Сам - Николай Воронов 45 стр.


Данциг-Сикорскому всегда тяжко давалось подозрение, ибо славянские дрожжи его происхождения хотя и малы, но обладают оригинальной бродильной силой: вызывают в чувствах хмель доверчивости. И все-таки теперь он пробует отрешиться от доверчивости во имя ясного сознания: не идти на уступки, когда не хочешь уступать. Однако то уж настроило его на сомнительный характер тайного революционного совета, что в нем не оказалось державного ревизора. Высшие политические предпосылки и решения вдали от верховного контроля, неподкупного в лице Курнопая, с неизбежностью отвратят от неподозрения. Известно, старики очень убиваются, соседствуя с молодняком в инстанциях, редко для кого достижимых: и то не так делают, и се не эдак. Он сейчас, возможно, тоже насквозь паникер, но, едва послушал, с какой легкостью вершится подготовишками обсуждение важнеющих вопросов, сформулировал для себя жуть, обнаруженную еще в былые времена: с постом колоссального значения или состоянием, не ими обретенным в честных трудах, люди зачастую получают как бы дозу лютого пожизненного равнодушия. Верно, к Болт Бух Грею этого не отнести, несмотря на то, что он настораживает. Крупное явление обычно сложно и многомерно. Не столько за священного автократа он волнуется (Болт Бух Грей покамест отзывчив на все радости и горести) и за его окружение - оно постепенно изничтожится, сколько за Курнопая, ибо самые совестливые гораздо беззащитней, чем бесчестные, и становятся самыми бессовестными, когда поддадутся бесчестью.

Заотрицал, заотрицал Курнопай для себя подобный оборот превращения, но к Данциг-Сикорскому не пришло успокоение из-за какой-то внезапно ощутившейся внутренней их соединенности. И он принялся сожалеть о том, что они совместно вовлеклись в структуру головного эшелона власти, который туда ли катит, как это прокламирует Болт Бух Грей.
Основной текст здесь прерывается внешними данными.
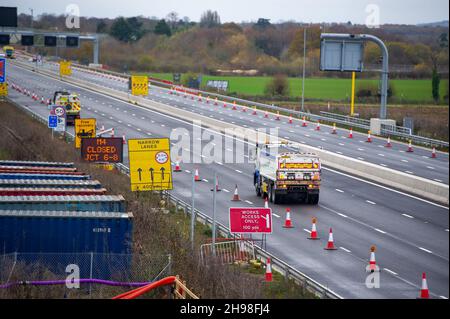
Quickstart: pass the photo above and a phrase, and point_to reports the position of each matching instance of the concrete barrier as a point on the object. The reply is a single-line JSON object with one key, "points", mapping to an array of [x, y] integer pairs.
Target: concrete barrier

Силы очарованности в Курнопае были устойчивей сил неверия, и, хотя в тот момент он находился в страстном согласии с сомнением маршала, с неистовством, неожиданным для себя, он взял Болт Бух Грея под защиту. Показания истории, как свидетельство пострадавших на суде, подтверждают, что ничто сразу не прерывается. Традиции правления чем чудовищней, тем живучей. Они неуязвимы, точно противоатомные бункеры. Под разными вывесками скрывает себя монархизм деспотического толка. Священный автократ - типичный монарх, правда без династической культуры власти. Невежды думают, будто бы умение осуществлять власть доступно всякому. На самом деле для отправлений власти культура ее необходима куда большая, чем культура мышления философу. В древнеиндийском труде "Артхашастра" сказано, что государство управляется с помощниками: одно колесо не вертится. Древнеиндийский император Ашока это понимал. Если не был на совете сановников, он выспрашивал, кто с чем был не согласен… Создать Тэ Эр Эс, чтобы слушать только себя, заблуждение на грани взрыва. Наш век - век правящих преступников или наглецов. Исключения единичны.

Командпреподаватели училища термитчиков приживляли курсантам психологию стального рационализма. В основе армейского подчинения лежит приказ, он - обдуманная команда, следовательно, не подлежит обсуждению. Вы - будущие офицеры, потому организуете мозг для оперирования посылками, обладающими неотразимой убедительностью. Чтобы вера курсантов в примат рассудка над интуицией закрепилась до скончания, преподаватели в качестве идеала приводили вам Данциг-Сикорского, якобы формировавшего свою командность на принципах поведения логических выводов: семитов, англосаксов, североамериканцев… И вы, курсанты, верили…

К возрастной нелепости отнес Курнопай укоризну, притемнившую лучистый взор маршала. Ему было невдомек, что у подлинного Данциг-Сикорского интуитивная натура и что любая защита Болт Бух Грея сейчас для него и неприлична, и ложна.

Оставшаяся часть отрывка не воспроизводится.